# ProdiBio AquaGrowth Aquarium Soil



## Harry H (21 Sep 2018)

Any body use this soil? Any issues? 

It is on special in aquarium gardens, and also comes with free bacter soil kit.

https://www.aquariumgardens.co.uk/p...quarium-soil--free-bacter-soil-kit-3276-p.asp


----------



## PAYN3Y (21 Sep 2018)

It’s what I have in my tank. I have no experience with any other soil but it working for me so far.


----------



## Siege (21 Sep 2018)

I’ve not used it on a home tank, but Felipe Oliveira used it in his 900 scape at AG a few months ago. Plants are going great guns in it. He is an ambassador of ProdiBio.

I redid 2 nano shrimp sale tanks at AG a couple of weeks ago and used it. Shrimp went straight in the tank that same morning. No problem.

It appears very similar to the Tropica soil.

Hope that helps.


----------



## Harry H (22 Sep 2018)

I got couple of 9L bags from my LFS today.

@Siege, it does not say on the packaging about initial water changes, and Backter Kit sounds messy to use, says fill tank with inch of water then add the kit, then add the soil, Can I add it after scaping, before flooding the tank?

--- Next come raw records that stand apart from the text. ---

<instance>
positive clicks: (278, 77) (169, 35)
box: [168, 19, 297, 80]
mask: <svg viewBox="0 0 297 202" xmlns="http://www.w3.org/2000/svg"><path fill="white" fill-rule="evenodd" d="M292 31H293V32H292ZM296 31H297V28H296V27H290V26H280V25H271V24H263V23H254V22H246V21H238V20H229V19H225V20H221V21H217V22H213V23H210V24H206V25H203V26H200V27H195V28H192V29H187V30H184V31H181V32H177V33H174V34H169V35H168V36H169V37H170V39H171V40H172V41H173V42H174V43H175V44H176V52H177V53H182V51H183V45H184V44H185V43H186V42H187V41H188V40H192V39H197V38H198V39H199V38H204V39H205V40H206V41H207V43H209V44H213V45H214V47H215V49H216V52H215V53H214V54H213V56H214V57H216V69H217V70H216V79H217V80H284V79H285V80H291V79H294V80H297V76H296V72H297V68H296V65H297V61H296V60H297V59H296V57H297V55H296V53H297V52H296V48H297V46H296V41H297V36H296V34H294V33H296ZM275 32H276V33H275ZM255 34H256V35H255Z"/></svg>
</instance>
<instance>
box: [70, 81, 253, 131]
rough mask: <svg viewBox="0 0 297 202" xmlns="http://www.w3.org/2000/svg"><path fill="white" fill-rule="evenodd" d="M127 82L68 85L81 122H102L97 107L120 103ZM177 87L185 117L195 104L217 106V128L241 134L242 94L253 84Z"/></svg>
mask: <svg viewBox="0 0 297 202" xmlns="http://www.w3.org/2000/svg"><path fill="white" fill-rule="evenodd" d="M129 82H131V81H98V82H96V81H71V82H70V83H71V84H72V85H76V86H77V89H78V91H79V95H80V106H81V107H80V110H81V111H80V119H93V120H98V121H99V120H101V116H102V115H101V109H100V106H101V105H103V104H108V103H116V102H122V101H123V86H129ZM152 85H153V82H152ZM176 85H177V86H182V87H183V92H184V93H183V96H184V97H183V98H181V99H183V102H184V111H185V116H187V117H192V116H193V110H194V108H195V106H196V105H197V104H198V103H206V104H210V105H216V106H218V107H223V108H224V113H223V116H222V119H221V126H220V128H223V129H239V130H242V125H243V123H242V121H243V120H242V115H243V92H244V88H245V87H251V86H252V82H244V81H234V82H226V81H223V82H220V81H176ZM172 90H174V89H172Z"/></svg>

How about water changes? Same as tropica? At least 25-50% twice a week for 4 weeks

Thanks!


----------



## Siege (24 Sep 2018)

I think the idea with the bacter kit is not to let it dry. Ie don’t chuck it onto dry soil.

Personally I’d plant, then put it on to the soil once you start flooding it. May not work as well but can’t see why not.

Doesn’t seem to leach any ammonia, so yes water change schedule as per Tropica.


----------



## Harry H (24 Sep 2018)

Thank you!


----------